Real-time microwave imaging of unknown anomalies via scattering matrix

TL;DR

This paper develops a new real-time microwave imaging method for detecting unknown anomalies using scattering matrix data, accounting for antenna effects and transducer placement, validated with synthetic and real experiments.

Contribution

It introduces an innovative imaging function based on the scattering matrix and Born approximation, improving anomaly detection accuracy over traditional methods.

Findings

The proposed method effectively identifies small and extended anomalies.

It outperforms traditional imaging techniques in accuracy and robustness.

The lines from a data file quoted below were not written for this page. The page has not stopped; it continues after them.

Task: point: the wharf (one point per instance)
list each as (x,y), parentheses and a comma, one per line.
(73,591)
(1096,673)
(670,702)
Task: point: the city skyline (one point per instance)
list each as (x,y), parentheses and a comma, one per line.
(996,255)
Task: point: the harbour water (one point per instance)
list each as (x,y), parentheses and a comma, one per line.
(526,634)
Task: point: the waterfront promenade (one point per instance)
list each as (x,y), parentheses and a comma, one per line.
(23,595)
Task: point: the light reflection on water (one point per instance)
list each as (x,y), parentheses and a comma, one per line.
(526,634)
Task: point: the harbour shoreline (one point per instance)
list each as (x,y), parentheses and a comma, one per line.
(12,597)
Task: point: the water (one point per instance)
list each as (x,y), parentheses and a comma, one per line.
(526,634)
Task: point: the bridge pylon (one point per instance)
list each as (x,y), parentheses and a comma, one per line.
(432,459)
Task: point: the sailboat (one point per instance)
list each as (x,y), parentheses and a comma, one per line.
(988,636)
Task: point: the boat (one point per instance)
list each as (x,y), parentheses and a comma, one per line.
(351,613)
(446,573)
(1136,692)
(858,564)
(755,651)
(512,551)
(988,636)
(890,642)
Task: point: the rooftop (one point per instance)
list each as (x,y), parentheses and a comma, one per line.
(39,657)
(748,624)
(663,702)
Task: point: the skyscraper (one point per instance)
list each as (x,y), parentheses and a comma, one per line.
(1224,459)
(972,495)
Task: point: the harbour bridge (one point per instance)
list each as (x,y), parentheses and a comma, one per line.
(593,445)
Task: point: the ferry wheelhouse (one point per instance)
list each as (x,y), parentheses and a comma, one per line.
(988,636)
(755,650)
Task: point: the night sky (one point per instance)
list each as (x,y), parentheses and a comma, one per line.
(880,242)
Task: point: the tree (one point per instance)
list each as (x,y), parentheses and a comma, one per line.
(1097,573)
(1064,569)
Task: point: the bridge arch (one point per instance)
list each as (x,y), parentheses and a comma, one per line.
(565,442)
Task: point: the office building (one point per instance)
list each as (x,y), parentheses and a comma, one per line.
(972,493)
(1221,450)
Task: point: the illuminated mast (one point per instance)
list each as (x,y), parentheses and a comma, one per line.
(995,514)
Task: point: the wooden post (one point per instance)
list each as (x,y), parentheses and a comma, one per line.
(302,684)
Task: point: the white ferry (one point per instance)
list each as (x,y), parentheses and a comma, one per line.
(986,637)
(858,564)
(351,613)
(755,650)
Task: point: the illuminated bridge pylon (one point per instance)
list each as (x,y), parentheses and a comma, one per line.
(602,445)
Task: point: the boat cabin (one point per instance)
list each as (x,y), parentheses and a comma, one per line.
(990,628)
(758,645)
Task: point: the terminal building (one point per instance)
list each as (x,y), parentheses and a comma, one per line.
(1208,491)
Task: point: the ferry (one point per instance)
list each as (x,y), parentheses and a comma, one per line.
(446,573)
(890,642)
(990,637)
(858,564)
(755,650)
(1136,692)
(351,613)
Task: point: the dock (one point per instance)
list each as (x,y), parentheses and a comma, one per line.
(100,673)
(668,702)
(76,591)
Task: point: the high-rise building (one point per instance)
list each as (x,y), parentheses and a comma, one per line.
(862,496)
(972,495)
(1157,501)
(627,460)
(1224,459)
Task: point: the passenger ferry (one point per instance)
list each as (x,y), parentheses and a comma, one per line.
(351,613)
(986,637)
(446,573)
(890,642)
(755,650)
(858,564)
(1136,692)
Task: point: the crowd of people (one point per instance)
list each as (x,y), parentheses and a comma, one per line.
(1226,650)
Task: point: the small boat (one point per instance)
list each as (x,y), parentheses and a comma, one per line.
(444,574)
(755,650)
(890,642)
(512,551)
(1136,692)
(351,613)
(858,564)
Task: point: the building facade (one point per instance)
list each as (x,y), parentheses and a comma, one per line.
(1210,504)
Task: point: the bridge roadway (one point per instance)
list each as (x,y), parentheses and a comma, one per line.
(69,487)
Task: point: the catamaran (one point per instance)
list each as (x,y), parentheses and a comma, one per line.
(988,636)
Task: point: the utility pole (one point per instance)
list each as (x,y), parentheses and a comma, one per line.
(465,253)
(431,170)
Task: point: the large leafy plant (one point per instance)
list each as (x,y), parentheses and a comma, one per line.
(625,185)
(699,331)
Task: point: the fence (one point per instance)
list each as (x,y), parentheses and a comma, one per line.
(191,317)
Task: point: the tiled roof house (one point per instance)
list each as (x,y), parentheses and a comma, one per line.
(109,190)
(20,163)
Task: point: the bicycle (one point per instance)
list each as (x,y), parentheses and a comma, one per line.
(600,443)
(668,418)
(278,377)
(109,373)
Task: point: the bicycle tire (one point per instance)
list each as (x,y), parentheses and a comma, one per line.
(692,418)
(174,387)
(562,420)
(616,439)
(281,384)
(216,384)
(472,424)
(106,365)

Experimental results confirm its applicability with synthetic and real data.

Abstract

We consider an inverse scattering problem to identify the locations or shapes of unknown anomalies from scattering parameter data collected by a small number of dipole antennas. Most of researches does not considered the influence of dipole antennas but in the experimental simulation, they are significantly affect to the identification of anomalies. Moreover, opposite to the theoretical results, it is impossible to handle scattering parameter data when the locations of the transducer and receiver are the same in real-world application. Motivated by this, we design an imaging function with and without diagonal elements of the so-called scattering matrix. This concept is based on the Born approximation and the physical interpretation of the measurement data when the locations of the transducer and receiver are the same and different. We carefully explore the mathematical structures of traditional and proposed imaging functions by finding relationships with the infinite series of Bessel functions of integer order. The explored structures reveal certain properties of imaging functions and show why the proposed method is better than the traditional approach. We present the experimental results for small and extended anomalies using synthetic and real data at several angular frequencies to demonstrate the effectiveness of our technique.